Bahwa pengujian ini, tambah Busyol, hanya mempersoalkan mengenai konstitusionalitas bagian menimbang Undang-Undang Nomor 12 Tahun 1969 yang didasarkan pada suatu pelaksanaan penentuan pendapat rakyat yang tidak demokratis dan melanggar sejumlah hak asasi manusia, khususnya orang asli Papua, baik ketika Pepera itu dilaksanakan hingga saat ini. Dengan demikian, baik Pemohon I hingga Pemohon XII sebagai Pemohon perorangan dan Pemohon XIII dan Pemohon XIV sebagai Pemohon badan hukum memiliki kedudukan hukum karena mengalami kerugian konstitusional terhadap pelaksanaan Pepera yang dijadikan dasar pembentukan Undang-Undang Nomor 12 Tahun 1969.
Menguji Konstitusionalitas
Berikutnya Ratu Durotua Nafisah selaku kuasa hukum lainnya menyebutkan bahwa pihaknya tidak meminta Mahkamah untuk menguji Pepera terhadap New York Agreement, namun memohon Mahkamah untuk menguji konstitusionalitas bagian dari Undang-Undang Nomor 12 Tahun 1969 yang dasar pertimbangannya mengacu pada Pepera terhadap UUD 1945 yang melanggar hak-hak konstitusional para Pemohon.

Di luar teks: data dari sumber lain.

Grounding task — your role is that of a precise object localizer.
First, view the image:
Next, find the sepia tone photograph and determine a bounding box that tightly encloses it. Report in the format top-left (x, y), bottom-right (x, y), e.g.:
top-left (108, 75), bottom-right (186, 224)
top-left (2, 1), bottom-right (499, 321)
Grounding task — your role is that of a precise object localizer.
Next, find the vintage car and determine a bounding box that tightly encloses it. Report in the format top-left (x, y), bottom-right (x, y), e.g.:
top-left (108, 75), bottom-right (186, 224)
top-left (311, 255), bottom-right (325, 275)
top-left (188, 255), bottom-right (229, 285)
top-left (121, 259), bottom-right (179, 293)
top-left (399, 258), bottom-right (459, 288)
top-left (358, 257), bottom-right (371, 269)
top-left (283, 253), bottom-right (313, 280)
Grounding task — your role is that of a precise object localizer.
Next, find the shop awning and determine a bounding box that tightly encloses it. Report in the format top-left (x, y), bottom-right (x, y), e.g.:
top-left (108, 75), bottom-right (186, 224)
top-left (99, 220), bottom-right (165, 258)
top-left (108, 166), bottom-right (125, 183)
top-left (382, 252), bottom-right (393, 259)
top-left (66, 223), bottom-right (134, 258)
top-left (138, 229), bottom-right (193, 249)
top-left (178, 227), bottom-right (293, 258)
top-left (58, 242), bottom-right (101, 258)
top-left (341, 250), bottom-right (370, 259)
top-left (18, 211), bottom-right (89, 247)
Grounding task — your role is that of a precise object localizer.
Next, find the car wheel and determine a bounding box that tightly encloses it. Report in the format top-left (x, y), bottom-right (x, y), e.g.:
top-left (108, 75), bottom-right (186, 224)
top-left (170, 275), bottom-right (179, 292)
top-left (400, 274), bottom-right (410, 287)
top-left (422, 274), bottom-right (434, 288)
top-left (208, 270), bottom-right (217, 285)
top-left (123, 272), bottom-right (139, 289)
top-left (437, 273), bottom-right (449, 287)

Oleh karena itu, batu uji yang digunakan bukan norma-norma di dalam New York Agreement, namun pasal-pasal di dalam konstitusi.
Di samping itu, lanjut Ratu, secara materiil Undang-Undang Nomor 12 Tahun 1969 berisi substansi yang bersifat normatif adresat yang dapat secara langsung ditujukan kepada setiap orang, dirancang, dan disetujui oleh DPR dan disahkan oleh Presiden. Oleh karena itu, Undang-Undang Nomor 12 Tahun 1969 memiliki karakter secara materiil sebagai undang-undang yang biasa diuji oleh Mahkamah. Mengacu pada Putusan MK Nomor 33/PUU-IX/2011 tentang Pengujian Konstitusionalitas Undang-Undang Pengesahan Ratifikasi Piagam ASEAN, tambah Ratu, Mahkamah berwenang mengadili konstitusionalitas Pasal 1 angka 5 dan Pasal 2 ayat (2) huruf n ASEAN Charter yang merupakan lampiran dan bagian yang tidak terpisahkan dari Undang-Undang Nomor 38 Tahun 2008.
“Putusan tersebut menggambarkan, selama yang dimohonkan secara formil adalah pengajuan konstitusionalitas undang-undang terhadap UUD 1945, maka substansi undang-undang yang mengacu pada perjanjian internasional tidak lantas menghalangi kewenangan Mahkamah untuk menguji,” jelas Ratu.
Sebelumnya para Pemohon menyebutkan bahwa dalam pelaksanaan dan keputusan Penentuan Pendapat Rakyat (Pepera) yang hanya diikuti sejumlah orang yang tergabung dalam Dewan Musyawarah Pepera, sebenarnya tidak sejalan dengan UUD 1945 utamanya Pasal 28E ayat (2), Pasal 28G ayat (1), dan Pasal 28I ayat (1) UUD 1945. Selain itu, UU Pembentukan Otonom Irba berakibat pada ketimpangan ratifikasi yang terdapat pada New York Agreement yang disepakati pada 15 Agustus 1962 antara Pemerintah Indonesia dan Kerajaan Belanda. Sehingga, sejarah integrasi Papua ke dalam NKRI telah menjadi sumber konflik utama di Papua.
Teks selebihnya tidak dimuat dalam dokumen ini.